CAN 2017 : qui est le mieux placé pour remporter le trophée ?

Gervinho, vainqueur de la CAN avec la Côte d'Ivoire, remet son titre en jeu. © Sunday Alamba / AP / SIPA

Le tirage au sort de la CAN 2017 a rendu son verdict mercredi soir à Libreville. Jeune Afrique passe en revue les matchs à venir, les forces en présence et les enjeux pour chaque nation engagée.

Le compte à rebours est désormais lancé. Après le tirage au sort de mercredi soir, le foot africain a les yeux rivés sur une date : le 14 janvier 2017, qui marquera le coup d’envoi de cette Coupe d’Afrique des Nations 2017. 16 équipes, 32 matchs pour un seul vainqueur. Quelles conclusions tirer des quatre poules qui se sont dessinées à Libreville ? Tour d’horizon.

 

Poule A : Gabon, Cameroun, Burkina-Faso et Guinée-Bissau

Tirage au sort plaisant pour cette poule A, où se retrouvent quatre équipes aux profils radicalement différents. Le Gabon, pays organisateur, sera confronté à l’éternel problème indissociable de ce statut : faire de cette pression supplémentaire une force supplémentaire.

Pour ce faire, les Panthères pourront compter sur l’expérience des grands rendez-vous de leur buteur et joueur africain de l’année, Pierre-Eymerick Aubameyang et, dans une moindre mesure, sur celle du milieu de la Juve Mario Lemina.

Dans le sillage du Gabon, le Cameroun et le Burkina semblent les mieux placés pour se qualifier. Les Lions indomptables restent sur trois piteuses performances à la CAN (non qualifiés en 2012 et 2013, éliminés dès le 1er tour en 2015). Mais ils restent des poids lourds du foot continental et peuvent rêver d’un cinquième titre à la CAN. Pour ce faire, ils compteront sur l’expérience des Chedjou, Bedimo et Nkoulou mais aussi sur le talent de Vincent Aboubakar, Eric Choupo Moting ou encore Clinton Njie.
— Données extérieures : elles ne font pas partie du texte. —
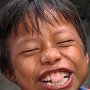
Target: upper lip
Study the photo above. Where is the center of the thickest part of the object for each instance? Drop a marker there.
(44, 73)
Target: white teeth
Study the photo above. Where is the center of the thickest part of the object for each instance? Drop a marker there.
(48, 79)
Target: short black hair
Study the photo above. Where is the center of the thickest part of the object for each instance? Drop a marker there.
(15, 11)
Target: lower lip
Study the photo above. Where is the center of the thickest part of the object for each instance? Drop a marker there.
(43, 86)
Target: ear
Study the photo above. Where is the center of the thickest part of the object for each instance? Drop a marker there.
(87, 57)
(9, 74)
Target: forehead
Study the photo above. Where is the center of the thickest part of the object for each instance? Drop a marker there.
(31, 23)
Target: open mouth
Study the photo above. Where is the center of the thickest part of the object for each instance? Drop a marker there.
(56, 79)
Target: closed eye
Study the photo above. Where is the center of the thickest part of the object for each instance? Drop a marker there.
(30, 52)
(65, 43)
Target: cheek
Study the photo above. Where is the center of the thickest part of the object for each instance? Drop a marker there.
(75, 55)
(25, 70)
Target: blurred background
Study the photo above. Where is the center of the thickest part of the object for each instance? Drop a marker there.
(83, 7)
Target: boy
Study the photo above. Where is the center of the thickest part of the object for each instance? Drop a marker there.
(43, 45)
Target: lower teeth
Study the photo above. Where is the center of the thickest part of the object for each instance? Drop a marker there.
(57, 83)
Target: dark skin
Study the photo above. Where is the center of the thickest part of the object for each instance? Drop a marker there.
(59, 50)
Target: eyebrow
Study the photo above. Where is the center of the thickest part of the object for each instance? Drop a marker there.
(60, 31)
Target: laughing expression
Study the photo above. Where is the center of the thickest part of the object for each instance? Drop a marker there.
(53, 60)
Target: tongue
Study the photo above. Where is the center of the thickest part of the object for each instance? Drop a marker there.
(55, 77)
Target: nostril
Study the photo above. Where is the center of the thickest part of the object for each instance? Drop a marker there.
(50, 56)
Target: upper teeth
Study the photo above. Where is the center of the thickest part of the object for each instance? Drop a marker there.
(52, 78)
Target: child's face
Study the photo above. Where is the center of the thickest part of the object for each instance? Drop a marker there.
(54, 60)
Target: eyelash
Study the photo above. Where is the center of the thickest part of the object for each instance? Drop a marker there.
(65, 43)
(31, 51)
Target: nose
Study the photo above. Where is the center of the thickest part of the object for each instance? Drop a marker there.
(50, 56)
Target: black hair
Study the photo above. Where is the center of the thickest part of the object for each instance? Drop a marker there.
(15, 11)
Le Burkina, défait par le Gabon en phase éliminatoire, s’est qualifié in extremis pour la CAN (but décisif à la 99e minute du dernier match !). Les étalons pourront compter sur leur talisman, le buteur providentiel en question : Banou Diawara. L’attaquant de la JS Kabylie sera épaulé par les tauliers de la sélection : Bakary Koné, Charles Kaboré ou Jonathan Pitroipa.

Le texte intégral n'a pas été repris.